Indes kann man an der Republik sich allenfalls vorbeidrücken. Was aber nach meiner Ansicht hinein sollte und hinein kann, das ist die Forderung der Konzentration aller politischen Macht in den Händen der Volksvertretung. Und das würde einstweilen genügen, wenn man nicht weitergehen kann.

Zweitens. Die Rekonstitution Deutschlands …

Also einheitliche Republik …

Von allen diesen Sachen wird nicht viel ins Programm kommen dürfen. Ich erwähne sie auch hauptsächlich, um die Zustände in Deutschland zu kennzeichnen, wo so etwas zu sagen nicht angeht, und damit gleichzeitig die Selbsttäuschung, die solche Zustände auf gesetzlichem Weg in die kommunistische Gesellschaft überführen will. Und ferner, um dem Parteivorstand in Erinnerung zu bringen, daß es noch andre politische Fragen von Wichtigkeit gibt als die direkte Gesetzgebung durch das Volk und die unentgeltliche Rechtspflege, ohne die wir am Ende auch vorankommen. Bei der allgemeinen Unsicherheit können jene Fragen von heute auf morgen brennend werden, und was dann, wenn wir sie nicht diskutiert, uns nicht darüber verständigt haben?“[1]

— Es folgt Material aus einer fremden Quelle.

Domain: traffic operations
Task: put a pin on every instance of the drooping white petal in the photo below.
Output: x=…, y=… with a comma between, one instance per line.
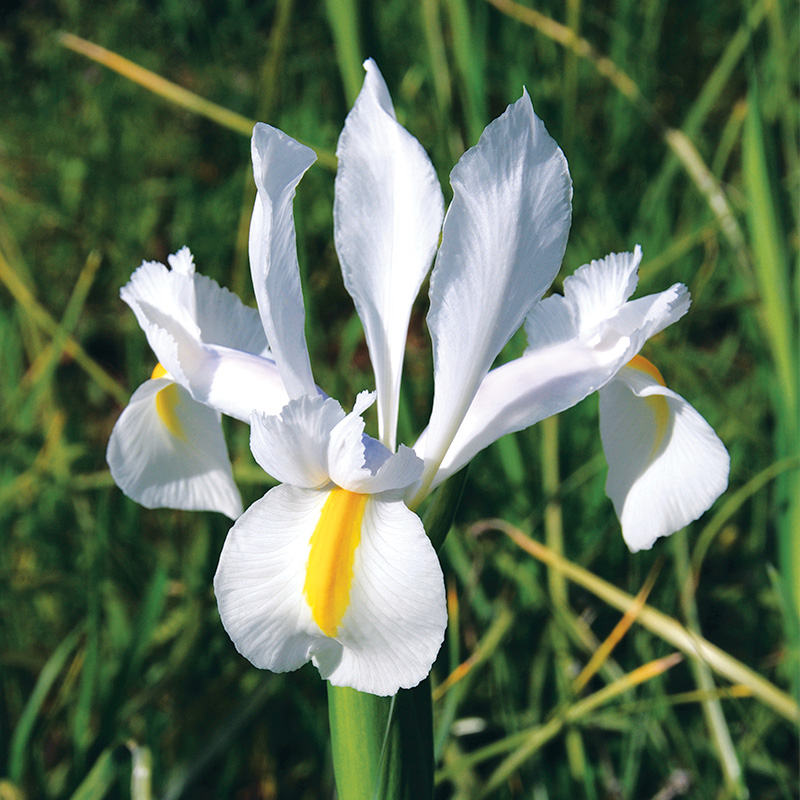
x=578, y=342
x=260, y=578
x=294, y=447
x=346, y=459
x=279, y=162
x=394, y=623
x=387, y=216
x=666, y=466
x=174, y=457
x=596, y=290
x=224, y=320
x=155, y=295
x=521, y=393
x=205, y=338
x=182, y=261
x=503, y=240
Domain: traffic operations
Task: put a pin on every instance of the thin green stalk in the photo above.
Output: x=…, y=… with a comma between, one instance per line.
x=554, y=535
x=383, y=746
x=712, y=707
x=780, y=329
x=343, y=19
x=660, y=624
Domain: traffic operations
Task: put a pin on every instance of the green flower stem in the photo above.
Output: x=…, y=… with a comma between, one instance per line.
x=383, y=746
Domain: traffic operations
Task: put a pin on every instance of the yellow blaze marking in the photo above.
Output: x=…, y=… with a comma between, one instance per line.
x=167, y=402
x=158, y=372
x=330, y=562
x=656, y=402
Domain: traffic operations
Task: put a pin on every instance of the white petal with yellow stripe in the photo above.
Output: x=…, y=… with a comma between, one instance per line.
x=343, y=578
x=167, y=450
x=666, y=466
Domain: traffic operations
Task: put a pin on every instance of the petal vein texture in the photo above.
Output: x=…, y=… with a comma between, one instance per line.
x=387, y=216
x=503, y=240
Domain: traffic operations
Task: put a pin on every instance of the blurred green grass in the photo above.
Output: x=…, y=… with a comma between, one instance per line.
x=111, y=652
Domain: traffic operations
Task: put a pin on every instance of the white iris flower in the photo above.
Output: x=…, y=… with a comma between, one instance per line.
x=167, y=447
x=333, y=565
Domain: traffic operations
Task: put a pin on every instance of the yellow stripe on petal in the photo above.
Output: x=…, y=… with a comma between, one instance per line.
x=167, y=402
x=656, y=402
x=330, y=563
x=159, y=372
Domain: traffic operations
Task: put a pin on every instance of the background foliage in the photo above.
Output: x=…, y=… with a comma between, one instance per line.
x=680, y=124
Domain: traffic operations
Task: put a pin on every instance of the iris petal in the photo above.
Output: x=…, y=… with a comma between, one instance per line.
x=386, y=218
x=157, y=468
x=666, y=466
x=502, y=244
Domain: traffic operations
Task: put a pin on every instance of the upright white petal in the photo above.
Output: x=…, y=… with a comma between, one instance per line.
x=166, y=450
x=387, y=216
x=394, y=623
x=279, y=162
x=503, y=240
x=293, y=447
x=666, y=466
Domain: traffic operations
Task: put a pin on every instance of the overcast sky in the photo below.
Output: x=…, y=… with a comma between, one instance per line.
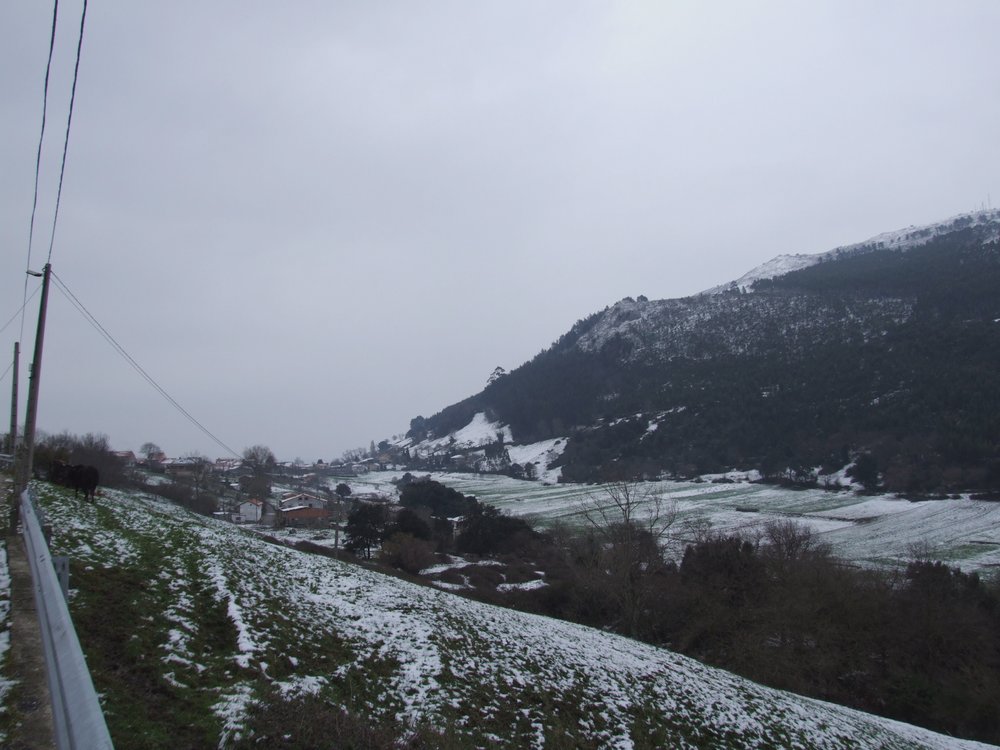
x=313, y=221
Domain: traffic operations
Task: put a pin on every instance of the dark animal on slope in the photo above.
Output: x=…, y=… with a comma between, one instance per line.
x=59, y=472
x=85, y=478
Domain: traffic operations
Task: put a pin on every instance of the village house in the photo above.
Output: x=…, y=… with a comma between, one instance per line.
x=249, y=511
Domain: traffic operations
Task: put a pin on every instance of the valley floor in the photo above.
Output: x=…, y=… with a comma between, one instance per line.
x=193, y=627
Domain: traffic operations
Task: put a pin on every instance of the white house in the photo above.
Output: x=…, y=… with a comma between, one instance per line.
x=249, y=511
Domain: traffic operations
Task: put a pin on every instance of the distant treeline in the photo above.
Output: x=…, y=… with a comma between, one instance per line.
x=921, y=644
x=917, y=392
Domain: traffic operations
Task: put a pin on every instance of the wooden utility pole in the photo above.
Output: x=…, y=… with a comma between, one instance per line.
x=13, y=400
x=27, y=453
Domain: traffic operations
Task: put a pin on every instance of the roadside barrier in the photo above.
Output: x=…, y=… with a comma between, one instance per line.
x=76, y=713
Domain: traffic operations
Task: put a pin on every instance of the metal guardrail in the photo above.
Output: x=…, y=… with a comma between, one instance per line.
x=76, y=713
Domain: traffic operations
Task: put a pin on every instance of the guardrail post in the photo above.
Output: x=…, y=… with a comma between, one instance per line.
x=61, y=563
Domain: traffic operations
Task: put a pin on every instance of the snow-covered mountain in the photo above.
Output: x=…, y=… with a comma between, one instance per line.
x=236, y=640
x=888, y=346
x=900, y=239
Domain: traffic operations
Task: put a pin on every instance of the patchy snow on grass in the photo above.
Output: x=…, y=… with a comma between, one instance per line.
x=422, y=656
x=6, y=682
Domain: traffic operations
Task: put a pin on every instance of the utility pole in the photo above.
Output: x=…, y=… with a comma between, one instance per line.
x=13, y=400
x=27, y=453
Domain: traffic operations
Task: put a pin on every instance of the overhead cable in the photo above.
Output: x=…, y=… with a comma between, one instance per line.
x=21, y=309
x=61, y=285
x=38, y=157
x=69, y=122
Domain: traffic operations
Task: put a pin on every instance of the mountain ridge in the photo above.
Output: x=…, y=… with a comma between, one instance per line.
x=885, y=348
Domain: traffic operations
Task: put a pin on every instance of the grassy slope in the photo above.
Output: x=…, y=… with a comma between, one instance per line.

Man sieht, Engels erblickt „einen großen Fehler“ des Parteiprogramms darin, daß es nicht die Forderung der Republik enthält, nur auf die kategorischen Vorstellungen aus Deutschland hin, daß dies aus polizeilichen Gründen „nicht angehe“, entschließt er sich mit sichtlichem Unbehagen und einigen Zweifeln, in den sauren Apfel zu beißen und sich „allenfalls“ an der Forderung der Republik „vorbeizudrücken“. Was er aber ganz unumwunden für notwendig erklärt, ist die Erörterung der Losung der Republik in der Parteipresse:

„Ob es sonst noch möglich ist“, sagt er nochmals, „in bezug auf die soeben diskutierten Punkte Programmforderungen zu formulieren, kann ich hier nicht so gut beurteilen als Ihr dort. Aber wünschenswert wäre es, daß diese Fragen innerhalb der Partei debattiert würden, ehe es zu spät ist.“[2] [Hervorhebung – R. L.]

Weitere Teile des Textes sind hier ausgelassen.